Hong Kong voters face dilemma with candidate bans
- Disqualification of poll hopefuls by both the government and the opposition may result in the local electorate having few people to choose from
You have to feel sorry for Lee Cheuk-yan. What wouldn’t the 61-year-old do to get back into the Legislative Council? The veteran unionist and former lawmaker scuffled with security guards and had to be forcibly removed, along with Labour Party comrade Lau Siu-lai, at a government briefing for next month’s by-election.
Even for street protester extraordinaire “Long Hair” Leung Kwok-hung, 62, the body-slamming days with the police are over. Lee usually prefers to shout slogans on stage rather than fight security staff.
But the guy owes Lau what is possibly his last chance to get back his cushy job in the Legislative Council. Lau wanted to make a stand at a meeting with the Electoral Affairs Commission, which earlier disqualified her from entering the West Kowloon by-election on November 25 for her alleged stance on self-determination and independence. The meeting was to provide guidelines on activities related to elections and arrangements for candidates and their agents.
The seat is vacant because Lau was earlier disqualified from Legco for failing to take a proper oath of office. The government seems determined to bar her from entering any election. However, Rita Fan Hsu Lai-tai, a former member of the National People’s Congress Standing Committee, said the latest ban didn’t have to be permanent, whatever that means.

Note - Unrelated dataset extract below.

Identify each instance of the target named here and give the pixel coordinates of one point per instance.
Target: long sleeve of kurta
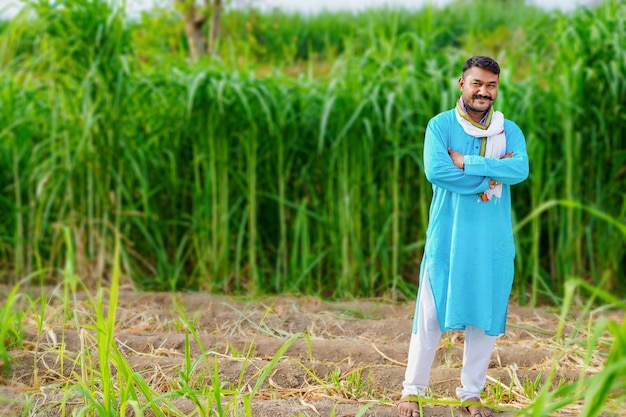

Lee could hardly fold his arms and look on at the meeting once Lau decided to gatecrash the meeting. But, of course, the government is not the only one disqualifying candidates. Pan-democratic elders can hardly get on their high horse and not look silly and hypocritical. After all, they have carried out their own version of disqualification against a former comrade, Frederick Fung Kin-kee, who will now enter the by-election as an independent.
Previously, the opposition said it was committed to running so-called primaries to preselect candidates for Legco elections. Somehow, operating like the “small circles” they so often denounce, its kingmakers decided among themselves to make Lee the “plan B” candidate if Lau was disqualified.
Once Fung pointed out the obvious unfairness and announced he would run without any party backing, the most extraordinarily vicious campaign of defamation, slander, criticism and back-stabbing was launched for months to discredit him.
The way things are going, the local electorate will have few viable candidates to choose from in future after rounds of “disqualification” by the government and the opposition.